Tytuł wpisu w pamiętniku odchudzania:
:)


dokladnie 3 miesiace diety i 3 tyg ostrej jazdy z zaawansowanymi treningami...i!!!! Dzisiaj uslyszalam - Karolka, czy ty sie odchudzasz, jakos zlecialas na wadze, ramiona i buziaczek ci zlecial! MALO NIE UMARLAM ZE SZCZESCIA! Z tego okazji nagrodzilam sie 2 kostkami czarno- pomaranczowej czekoladki :) Dodalo mi to skrzydel :) Te ostatnie 3 tyg zdzialaly cuda! :)

Dzis calyyyy dzien latalam jak wsciekla :) Ale jaka satysfakcja! Mega zadowolenie :) Poprawilam humorek opalaniem dupki, zakupami :) No i ta czekoladka , mniammm :) 

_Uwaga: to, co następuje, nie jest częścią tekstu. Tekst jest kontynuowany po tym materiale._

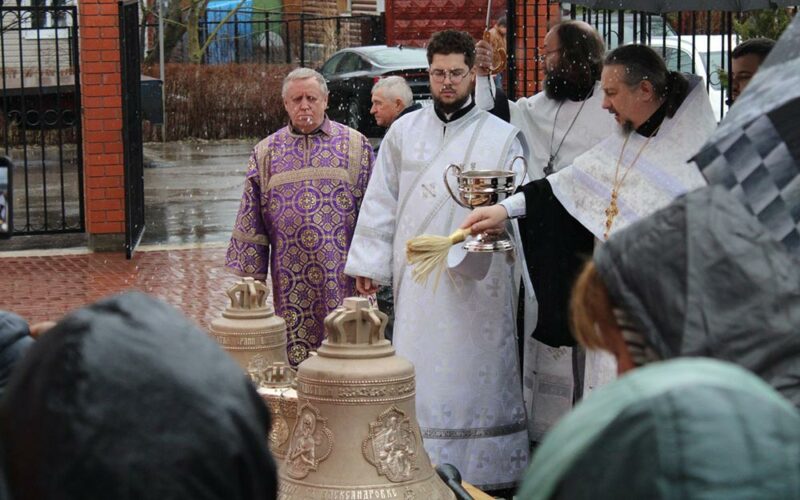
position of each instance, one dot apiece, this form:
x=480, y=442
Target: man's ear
x=647, y=88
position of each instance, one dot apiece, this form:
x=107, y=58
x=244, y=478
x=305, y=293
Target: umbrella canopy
x=663, y=6
x=755, y=152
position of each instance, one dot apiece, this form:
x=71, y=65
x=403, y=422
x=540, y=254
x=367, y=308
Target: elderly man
x=391, y=99
x=746, y=58
x=303, y=189
x=663, y=119
x=560, y=124
x=469, y=401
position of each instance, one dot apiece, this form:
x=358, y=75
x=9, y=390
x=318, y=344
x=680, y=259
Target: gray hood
x=702, y=277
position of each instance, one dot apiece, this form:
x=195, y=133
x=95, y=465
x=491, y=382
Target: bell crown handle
x=457, y=168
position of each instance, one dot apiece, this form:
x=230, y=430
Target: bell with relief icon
x=275, y=385
x=356, y=434
x=249, y=329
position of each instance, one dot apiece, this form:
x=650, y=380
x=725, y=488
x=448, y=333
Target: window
x=330, y=67
x=351, y=62
x=49, y=19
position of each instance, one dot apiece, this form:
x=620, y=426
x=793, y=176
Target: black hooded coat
x=126, y=399
x=703, y=277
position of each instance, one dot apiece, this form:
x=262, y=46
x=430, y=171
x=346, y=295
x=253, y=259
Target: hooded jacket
x=703, y=277
x=126, y=399
x=15, y=340
x=685, y=429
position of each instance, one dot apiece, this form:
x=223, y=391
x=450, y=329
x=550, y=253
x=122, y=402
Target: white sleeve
x=371, y=250
x=515, y=205
x=484, y=90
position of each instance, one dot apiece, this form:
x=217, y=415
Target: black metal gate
x=133, y=155
x=40, y=126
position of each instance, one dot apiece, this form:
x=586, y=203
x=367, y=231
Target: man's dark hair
x=643, y=63
x=452, y=42
x=756, y=46
x=580, y=62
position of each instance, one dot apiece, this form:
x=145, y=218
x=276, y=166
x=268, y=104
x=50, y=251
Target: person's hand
x=486, y=219
x=483, y=57
x=365, y=286
x=39, y=328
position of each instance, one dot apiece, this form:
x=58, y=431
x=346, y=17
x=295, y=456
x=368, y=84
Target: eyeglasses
x=543, y=56
x=455, y=75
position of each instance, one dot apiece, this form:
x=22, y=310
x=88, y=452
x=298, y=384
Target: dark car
x=352, y=72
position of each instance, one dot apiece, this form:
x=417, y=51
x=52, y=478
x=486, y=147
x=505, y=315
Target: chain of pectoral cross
x=613, y=208
x=550, y=168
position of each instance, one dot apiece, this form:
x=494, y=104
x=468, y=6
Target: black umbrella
x=663, y=6
x=755, y=152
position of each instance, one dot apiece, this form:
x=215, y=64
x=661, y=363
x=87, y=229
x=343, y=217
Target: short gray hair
x=395, y=86
x=304, y=74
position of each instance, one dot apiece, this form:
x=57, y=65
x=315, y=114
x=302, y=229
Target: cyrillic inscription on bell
x=249, y=328
x=356, y=434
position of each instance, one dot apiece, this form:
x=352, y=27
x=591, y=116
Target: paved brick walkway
x=46, y=287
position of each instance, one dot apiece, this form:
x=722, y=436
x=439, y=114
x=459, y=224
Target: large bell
x=249, y=329
x=356, y=435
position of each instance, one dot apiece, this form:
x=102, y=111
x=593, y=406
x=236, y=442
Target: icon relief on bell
x=392, y=446
x=279, y=432
x=311, y=443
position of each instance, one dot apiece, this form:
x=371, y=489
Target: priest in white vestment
x=663, y=120
x=560, y=123
x=460, y=336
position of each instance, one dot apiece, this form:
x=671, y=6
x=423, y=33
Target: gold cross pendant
x=611, y=213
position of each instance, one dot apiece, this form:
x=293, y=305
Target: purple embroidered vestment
x=298, y=212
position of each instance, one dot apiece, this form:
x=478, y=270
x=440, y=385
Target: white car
x=703, y=55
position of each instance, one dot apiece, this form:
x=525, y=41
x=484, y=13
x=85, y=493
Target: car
x=703, y=55
x=635, y=28
x=351, y=73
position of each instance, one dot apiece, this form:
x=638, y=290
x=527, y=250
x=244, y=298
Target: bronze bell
x=356, y=434
x=249, y=329
x=275, y=385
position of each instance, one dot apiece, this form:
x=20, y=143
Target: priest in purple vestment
x=302, y=192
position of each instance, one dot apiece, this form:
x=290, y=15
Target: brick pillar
x=532, y=18
x=102, y=123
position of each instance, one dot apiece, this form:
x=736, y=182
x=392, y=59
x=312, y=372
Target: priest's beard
x=450, y=108
x=561, y=84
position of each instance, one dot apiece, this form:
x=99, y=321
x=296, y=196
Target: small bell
x=249, y=329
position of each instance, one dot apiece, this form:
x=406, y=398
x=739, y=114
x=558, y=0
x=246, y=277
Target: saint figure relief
x=392, y=446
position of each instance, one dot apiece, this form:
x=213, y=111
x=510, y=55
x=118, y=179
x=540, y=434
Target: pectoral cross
x=549, y=168
x=611, y=212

Bez najmniejszych zachamowan wciagnelam pol miodowego melona na obiadek razem z garscia jagod i truskawek :) ...tylko znowu te sniadanie, no nie dalo rady, nie moglam nic przegryzc nawet..ehh...Kolacyjka? Byla, byla :) 5 orzechow brazylijskich i jogort naturalny fuuu ale poszlo :/ 

Teraz Rayman Legends a pozniej rozciaganie dupska :P

Jutro samiusienka w domu, moja mala gwiazdeczka z babcia, wiec mam caaaaly dzien dla siebie :) Zaraz po pracy opalansko i trzeba troszke pobiegac..cos porobic, czas wykorzystac :) Jakies pomysly? Normalnie puuuustka w glowie i zawsze tak kuzwa jest! Niby 1-2 dni tylko dla siebie , i co ja kuzwa robic bede>? Masakra ...

  • rubinald

    rubinald

    27 września 2013, 23:43

    kapiel maseczka na twarz muzyka i sie relaksujemy :)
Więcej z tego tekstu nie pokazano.